No real cravings either, other than tons of fruit. Smoothies. Ice cold things, but not ice cream. I don’t want anything sweet, like chocolate or dessert at all. See the above where I only wanted fruit-flavored froyo with no toppings! SO weird. Um and the only real embarrassing thing I’ve been crazy? The Pittsburgh-style salads. Like grilled chicken or steak salads with tons of iceberg, piled high with cheese and French fries and covered in Italian dressing. I mean, GROSS right. May as well just order a cheeseburger. But. I only had one once… last week. Ha! I think that got me over it.
ALSO. I have to tell you about this weirdest thing. I have been wildly… irritable. SO irritable. And not with people, but with THINGS! Like, what? For the first three months, I’ve hated having my hair down and having any jewelry on. If I heard certain songs and music, I basically LOST my mind. I couldn’t stare at a screen. I couldn’t watch TV. Gilmore Girls annoyed the heck out of me. The only thing that keep me from losing my mind and puking at the same time was READING.
Guys. I freaking read 13 books in a matter of weeks. It was ALL I would do when I wasn’t working. I could watch an hour of our favorite shows or something, but couldn’t watch Sunday night TV for 2 or 3 hours. On the weekends, I would spend about 6 to 8 hours locked in our room working on my manuscript, and the rest of the time when I wasn’t playing with Max, I’d read if we weren’t out and about.

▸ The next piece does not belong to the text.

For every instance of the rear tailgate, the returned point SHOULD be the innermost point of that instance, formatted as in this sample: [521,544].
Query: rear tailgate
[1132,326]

From the time Max went to sleep around 630-730, I would start reading and read well until the night. One of the early signs that I thought I *might* be pregnant was because that crazy insomnia came back that I had early on with Max. For the first few weeks, I would go to sleep and wake up at 2am and be up until 5 or 6. So some nights I would just read from 7 until 12 or 1. Some nights I read entire books in one sitting after he went to bed and while Eddie was working or sleeping. It was crazy!
Once I finished reading so much and was spending time working on the book, there were nights when I was going to bed at, um… 730. Basically with Max. Sometimes 830. Pretty sure there was a Saturday night here and there when I went to bed at 8 after working on the book from 12 to 7. I WAS REALLY A BALL OF FUN! Max had a ton of dada time on the weekends while I finished up the book.

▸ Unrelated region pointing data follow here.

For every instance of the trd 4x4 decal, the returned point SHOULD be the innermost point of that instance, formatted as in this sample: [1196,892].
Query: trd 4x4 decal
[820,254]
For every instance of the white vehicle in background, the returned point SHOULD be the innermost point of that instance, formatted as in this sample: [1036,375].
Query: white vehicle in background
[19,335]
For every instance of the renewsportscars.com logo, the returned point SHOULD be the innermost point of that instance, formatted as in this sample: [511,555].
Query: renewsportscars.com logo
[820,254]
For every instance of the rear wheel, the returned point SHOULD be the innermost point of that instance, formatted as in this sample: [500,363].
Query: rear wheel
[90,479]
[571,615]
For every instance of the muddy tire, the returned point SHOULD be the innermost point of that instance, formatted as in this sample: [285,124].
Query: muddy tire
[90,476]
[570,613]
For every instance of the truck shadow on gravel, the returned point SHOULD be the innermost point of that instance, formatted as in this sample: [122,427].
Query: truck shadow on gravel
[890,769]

In more pregnancy clichés, I feel like I started showing a lot earlier this time around. And right now, my bump is around the size it was when I was 20 weeks pregnant with Max. Eeep. I love it.

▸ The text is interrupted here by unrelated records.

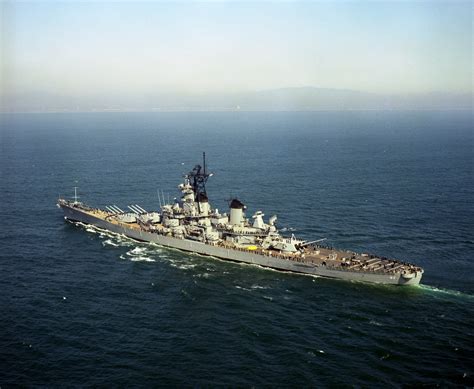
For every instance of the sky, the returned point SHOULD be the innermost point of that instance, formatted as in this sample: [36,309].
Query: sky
[81,51]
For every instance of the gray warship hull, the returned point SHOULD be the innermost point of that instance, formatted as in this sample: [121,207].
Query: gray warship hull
[232,254]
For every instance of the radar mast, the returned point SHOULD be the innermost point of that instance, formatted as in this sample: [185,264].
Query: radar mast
[198,178]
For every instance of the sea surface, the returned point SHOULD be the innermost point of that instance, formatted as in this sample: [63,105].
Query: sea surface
[81,307]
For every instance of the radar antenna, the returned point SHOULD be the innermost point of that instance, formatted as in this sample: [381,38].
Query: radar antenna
[75,195]
[198,178]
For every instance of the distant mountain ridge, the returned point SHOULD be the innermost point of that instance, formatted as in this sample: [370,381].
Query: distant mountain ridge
[282,99]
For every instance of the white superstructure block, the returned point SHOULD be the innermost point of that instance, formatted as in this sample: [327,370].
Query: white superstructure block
[236,216]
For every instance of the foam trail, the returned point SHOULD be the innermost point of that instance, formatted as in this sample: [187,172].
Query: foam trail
[450,292]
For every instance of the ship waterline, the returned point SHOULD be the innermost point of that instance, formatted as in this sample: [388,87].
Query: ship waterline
[192,225]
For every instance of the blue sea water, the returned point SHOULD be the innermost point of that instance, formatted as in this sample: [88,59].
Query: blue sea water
[80,307]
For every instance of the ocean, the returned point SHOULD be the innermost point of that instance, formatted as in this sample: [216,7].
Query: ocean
[81,307]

The kitchen remodel has been a blessing and a curse. After so much cooking and recipe development over the last few months, it was amazing to just be OUT of the kitchen and away from all that food while I felt so sick. But also, coming up with dinner was torturous because nothing sounded good. I actually am still having a tough time coming up with dinner ideas each day (of course, since the kitchen is taking weeks longer than I was told), which is frustrating. But also, okay, since I have to make dinner and feed another little mouth in this house!
Okay! Other than all that jazz… I think I’m done. 1962 words later, per usual. Glad to know we’re right on track! Thanks for reading all my wordy rambles. You guys are the best. We’re so excited!